Al final lo matan, y él sin resistirse a las vejaciones y la muerte espantosa que le dan. Resucita, sí, pero no para vengarse sino para guiar a sus seguidores a ser como había sido él: mansos, humildes, capaces de amar y perdonar, de bendecir y apoyar, de sanar y consolar.

Bien es cierto que es muy habitual negar la fuerza del evangelio retorciendo el mensaje del Apocalipsis de Juan para imaginar que ahí sí, por fin, Jesús actúa como los dioses paganos y como un superhéroe de cine o televisión. No es ese el mensaje del Apocalipsis, sin embargo.
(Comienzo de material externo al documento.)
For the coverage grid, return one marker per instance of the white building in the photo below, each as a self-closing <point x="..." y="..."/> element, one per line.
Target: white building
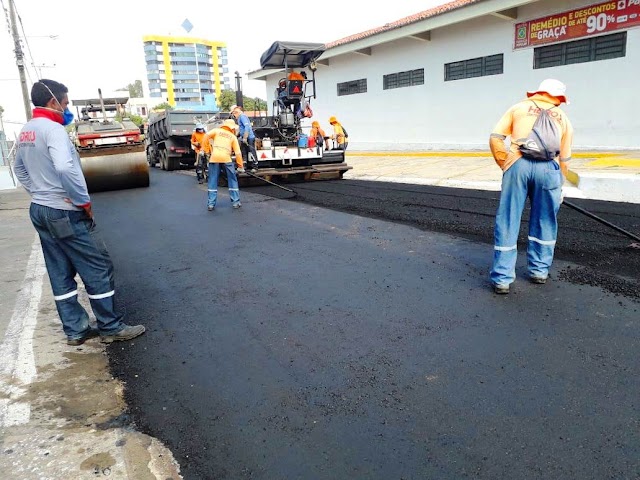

La victoria final del bien sobre el mal en el Apocalipsis es siempre la que ya consiguió Jesús cuando se dejó matar en la cruz. No hay nunca un acto violento posterior cuya fuerza salvadora sea superior a esta: la fuerza salvadora de entregar su vida por nosotros, que éramos sus enemigos, sin jamás matar a nadie él.

Sí, la humanidad tenemos escrita en nuestro ADN la necesidad de un Salvador superior a nosotros, que intervenga para rescatarnos. Ese fue el despreciado y ninguneado rabino de Galilea, que nos enseñó una nueva manera de vivir, servir, y amar.